The dot product, also known as the scalar product, is an important concept when dealing with vectors. It combines two vectors to produce a scalar, and is fundamental in vector projection and many other vector operations. To calculate the dot product of two vectors \( \mathbf{u} = \langle a, b \rangle \) and \( \mathbf{v} = \langle c, d \rangle \), we use the formula:

• \( \mathbf{u} \cdot \mathbf{v} = a \cdot c + b \cdot d \)

For example, with \( \mathbf{u} = \langle 1, 1 \rangle \) and \( \mathbf{v} = \langle 2, -1 \rangle \), the dot product is computed as:
\( \mathbf{u} \cdot \mathbf{v} = 1 \cdot 2 + 1 \cdot (-1) = 2 - 1 = 1 \).
This operation not only helps us understand the angle between the two vectors but also plays a crucial role in determining how much of one vector aligns with another. The result being 1 suggests a certain relation between \( \mathbf{u} \) and \( \mathbf{v} \), hinting they are not entirely perpendicular.

The magnitude of a vector, often referred to as its length or norm, gives us a measure of how long a vector is in a geometrical sense. For any vector \( \mathbf{v} = \langle a, b \rangle \), the magnitude is calculated using the formula:

• \( ||\mathbf{v}|| = \sqrt{a^2 + b^2} \)

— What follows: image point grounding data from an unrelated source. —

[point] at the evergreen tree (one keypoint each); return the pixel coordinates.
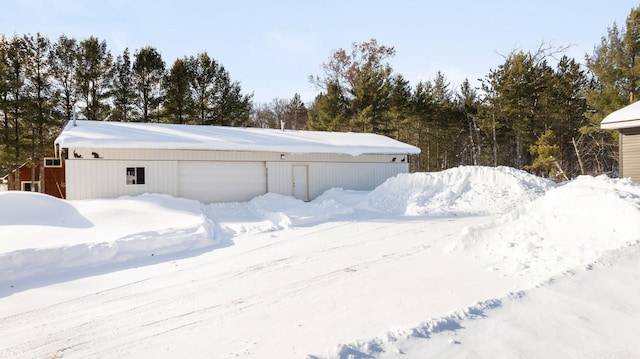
(39, 109)
(331, 109)
(546, 153)
(296, 113)
(148, 69)
(203, 75)
(14, 101)
(230, 107)
(364, 82)
(178, 103)
(64, 63)
(124, 94)
(468, 103)
(399, 108)
(94, 74)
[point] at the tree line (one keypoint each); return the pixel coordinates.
(539, 111)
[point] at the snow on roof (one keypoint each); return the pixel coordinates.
(625, 117)
(135, 135)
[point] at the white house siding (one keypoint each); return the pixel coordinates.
(217, 181)
(103, 178)
(630, 154)
(325, 175)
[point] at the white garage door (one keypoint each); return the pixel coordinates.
(222, 181)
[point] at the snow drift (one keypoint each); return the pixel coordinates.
(569, 227)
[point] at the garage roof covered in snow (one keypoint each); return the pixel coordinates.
(135, 135)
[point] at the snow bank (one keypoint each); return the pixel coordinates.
(44, 236)
(462, 191)
(569, 227)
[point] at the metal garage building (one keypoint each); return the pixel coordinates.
(627, 121)
(221, 164)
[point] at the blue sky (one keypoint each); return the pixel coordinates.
(271, 47)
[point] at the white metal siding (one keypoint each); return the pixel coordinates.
(101, 178)
(211, 181)
(630, 156)
(326, 175)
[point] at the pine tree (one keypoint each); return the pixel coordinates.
(124, 94)
(546, 153)
(178, 103)
(149, 70)
(63, 69)
(39, 108)
(94, 74)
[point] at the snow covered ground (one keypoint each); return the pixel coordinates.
(468, 262)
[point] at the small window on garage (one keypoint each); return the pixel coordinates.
(135, 175)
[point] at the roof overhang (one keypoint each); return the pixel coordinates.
(130, 135)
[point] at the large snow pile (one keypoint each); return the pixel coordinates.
(466, 191)
(569, 227)
(41, 235)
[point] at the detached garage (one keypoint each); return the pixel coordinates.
(221, 164)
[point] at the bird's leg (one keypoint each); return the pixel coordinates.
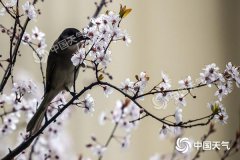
(68, 90)
(46, 119)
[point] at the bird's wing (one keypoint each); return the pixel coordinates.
(51, 64)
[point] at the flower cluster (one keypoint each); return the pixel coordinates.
(27, 7)
(96, 148)
(135, 88)
(87, 104)
(102, 31)
(124, 114)
(210, 76)
(221, 115)
(29, 10)
(37, 38)
(15, 109)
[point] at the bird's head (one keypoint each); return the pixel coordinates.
(72, 36)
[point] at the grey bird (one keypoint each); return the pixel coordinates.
(60, 73)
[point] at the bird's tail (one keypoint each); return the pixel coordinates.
(34, 124)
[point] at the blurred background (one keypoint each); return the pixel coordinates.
(177, 37)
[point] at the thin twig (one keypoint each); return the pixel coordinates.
(110, 138)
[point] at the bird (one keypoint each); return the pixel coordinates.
(60, 72)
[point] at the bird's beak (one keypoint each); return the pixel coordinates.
(82, 38)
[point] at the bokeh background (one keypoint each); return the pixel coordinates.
(178, 37)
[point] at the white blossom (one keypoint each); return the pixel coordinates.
(24, 87)
(102, 118)
(78, 57)
(127, 86)
(98, 150)
(29, 9)
(155, 157)
(186, 83)
(211, 74)
(180, 100)
(41, 46)
(166, 82)
(178, 115)
(161, 100)
(26, 38)
(103, 58)
(125, 141)
(88, 104)
(107, 90)
(221, 92)
(164, 131)
(2, 11)
(37, 34)
(11, 3)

In the given problem, with the vector \( \mathbf{v} = \langle 2, -1 \rangle \), the magnitude is:
\( ||\mathbf{v}|| = \sqrt{2^2 + (-1)^2} = \sqrt{4 + 1} = \sqrt{5} \).
This result, \( \sqrt{5} \), represents the length of vector \( \mathbf{v} \) in the two-dimensional space. Understanding the magnitude is essential for calculations involving the normalization of vectors and the projection of one vector onto another, as it determines the scale of projection.

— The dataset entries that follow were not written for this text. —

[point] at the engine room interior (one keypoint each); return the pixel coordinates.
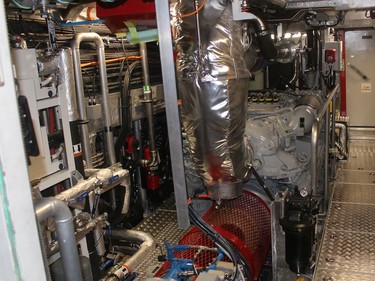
(218, 140)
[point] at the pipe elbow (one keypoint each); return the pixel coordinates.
(52, 207)
(86, 36)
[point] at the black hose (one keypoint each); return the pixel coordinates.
(235, 256)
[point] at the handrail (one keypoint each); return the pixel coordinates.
(314, 143)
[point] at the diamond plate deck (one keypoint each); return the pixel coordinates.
(162, 225)
(354, 193)
(361, 156)
(348, 248)
(355, 176)
(351, 217)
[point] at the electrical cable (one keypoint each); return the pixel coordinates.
(19, 5)
(125, 105)
(191, 13)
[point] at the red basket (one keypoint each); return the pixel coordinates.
(244, 221)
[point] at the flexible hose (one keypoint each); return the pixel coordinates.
(222, 243)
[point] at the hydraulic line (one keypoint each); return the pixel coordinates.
(227, 248)
(262, 183)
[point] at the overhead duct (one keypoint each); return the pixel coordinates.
(213, 83)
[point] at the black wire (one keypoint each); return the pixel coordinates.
(125, 109)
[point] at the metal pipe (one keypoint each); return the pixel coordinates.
(197, 26)
(326, 160)
(172, 110)
(314, 140)
(51, 207)
(81, 232)
(127, 265)
(142, 191)
(104, 178)
(153, 161)
(266, 45)
(297, 70)
(93, 37)
(66, 73)
(333, 136)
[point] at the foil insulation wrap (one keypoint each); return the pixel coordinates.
(213, 84)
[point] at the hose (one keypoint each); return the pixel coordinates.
(125, 105)
(236, 257)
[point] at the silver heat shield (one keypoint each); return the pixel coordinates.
(213, 85)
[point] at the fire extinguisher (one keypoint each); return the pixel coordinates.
(152, 176)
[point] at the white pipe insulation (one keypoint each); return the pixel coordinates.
(52, 207)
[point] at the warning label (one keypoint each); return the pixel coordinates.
(77, 150)
(366, 88)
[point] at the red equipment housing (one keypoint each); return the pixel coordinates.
(245, 222)
(139, 12)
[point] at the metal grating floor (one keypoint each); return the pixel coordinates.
(162, 225)
(348, 248)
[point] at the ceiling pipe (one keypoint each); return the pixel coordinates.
(78, 39)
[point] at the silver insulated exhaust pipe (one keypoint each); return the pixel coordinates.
(213, 85)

Orthogonal vectors are vectors that meet at right angles, meaning they are perpendicular to each other. Two vectors \( \mathbf{u} \) and \( \mathbf{v} \) are orthogonal if their dot product is zero:

• \( \mathbf{u} \cdot \mathbf{v} = 0 \)

In this exercise, we learned to resolve vector \( \mathbf{u} \) into two components: \( \mathbf{u}_1 \), which is parallel to \( \mathbf{v} \), and \( \mathbf{u}_2 \), which is orthogonal to \( \mathbf{v} \).
Calculating \( \mathbf{u}_2 \) involved finding the difference between \( \mathbf{u} \) and \( \mathbf{u}_1 \), which we found using vector projection:
\( \mathbf{u}_2 = \langle 1, 1 \rangle - \langle \frac{2}{5}, -\frac{1}{5} \rangle = \langle \frac{3}{5}, \frac{6}{5} \rangle \).
This ensures that \( \mathbf{u}_2 \) is orthogonal to \( \mathbf{v} \). Recognizing and working with orthogonal vectors is vital in many areas of geometry and physics, particularly in simplifying complex vector tasks.